Есенин - Василий Берг
Тремя месяцами позже Есенин пишет Панфилову: «Извини, что так долго не отвечал. Был болен, и с отцом шла неприятность. Теперь решено. Я один. Жить теперь буду без посторонней помощи… Ну что ж! Я отвоевал свою свободу. Теперь на квартиру к нему я хожу редко. Он мне сказал, что у них “мне нечего делать?”. Черт знает, что такое: в конторе жизнь становится невыносимее. Что делать? Пишу письмо, а руки дрожат от волненья. Еще никогда я не испытывал таких угнетающих мук.
Грустно… Душевные муки
Сердце терзают и рвут,
Времени скучные звуки
Мне и вздохнуть не дают.
Ляжешь, а горькая дума
Так и не сходит с ума…
Голову кружит от шума,
Как же мне быть… и сама
Моя изнывает душа.
Нет утешенья ни в ком,
Ходишь едва-то дыша,
Мрачно и дико кругом.
Доля, зачем ты дана!
Голову негде склонить,
Жизнь и горька, и бедна,
Тяжко без счастия жить.
Гриша, в настоящее время я читаю Евангелие и нахожу очень много для меня нового… Христос для меня совершенство. Но я не так верую в него, как другие. Те веруют из страха: что будет после смерти? А я чисто и свято, как в человека, одаренного светлым умом и благородною душою, как в образец в последовании любви к ближнему.
Жизнь… Я не могу понять ее назначения, и ведь Христос тоже не открыл цель жизни. Он указал только, как жить, но чего этим можно достигнуть, никому не известно. Невольно почему-то лезут в голову думы Кольцова:
Мир есть тайна Бога,
Бог есть тайна мира.
Да, однако, если это тайна, то пусть ей и останется. Но мы все-таки должны знать, зачем живем, ведь я знаю, ты не скажешь: для того, чтобы умереть. Ты сам когда-то говорил: “А все-таки я думаю, что после смерти есть жизнь другая”. Да, я то же думаю, но зачем она, жизнь? Зачем жить? На все ее мелочные сны и стремления положен венок заблуждения, сплетенный из шиповника…»

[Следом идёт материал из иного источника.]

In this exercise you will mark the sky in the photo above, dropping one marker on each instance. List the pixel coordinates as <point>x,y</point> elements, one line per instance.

Есенин не кокетничает и уж тем более не «интересничает» перед задушевным другом – он в самом деле озабочен поиском смысла жизни и своего предназначения, ведь одно предполагает другое.
То ли во второй половине марта, то ли в первой половине апреля 1913 года Есенин пишет Панфилову письмо, весьма важное для понимания его тогдашних чувств, переживаний и намерений. «Я изменился во взглядах, но убеждения те же и еще глубже засели в глубине души. По личным убеждениям я бросил есть мясо и рыбу, прихотливые вещи, как-то вроде шоколада, какао, кофе не употребляю и табак не курю. Этому всему будет скоро 4 месяца. На людей я стал смотреть тоже иначе. Гений для меня – человек слова и дела, как Христос. Все остальные, кроме Будды, представляют не что иное, как блудники, попавшие в пучину разврата. Разумеется, я и имею симпатию и к таковым людям, как, напр<имер>, Белинский, Надсон, Гаршин и Златовратский и др., но как Пушкин, Лермонтов, Кольцов, Некрасов – я не признаю. Тебе, конечно, известны цинизм А. П<ушкина>, грубость и невежество М. Л<ермонтова>, ложь и хитрость А. К<ольцова>, лицемерие, азарт и карты, и притеснение дворовых Н. Н<екрасовым>. Гоголь – это настоящий апостол невежества, как и назвал его Б<елинский> в своем знаменитом письме. А про Некрасова можешь даже судить по стихотвор<ению> [Ивана] Никитина “Поэту обличителю”[10]. Когда-то ты мне писал о Бодлере и Кропоткине, этих подлецах, о которых мы с тобой поговорим после… Недавно я устраивал агитацию среди рабочих, письмом. Я распространял среди них ежемесячный журнал ”Огни” с демократическим направлением. Очень хорошая вещь… После пасхи я буду там помещать свои вещи».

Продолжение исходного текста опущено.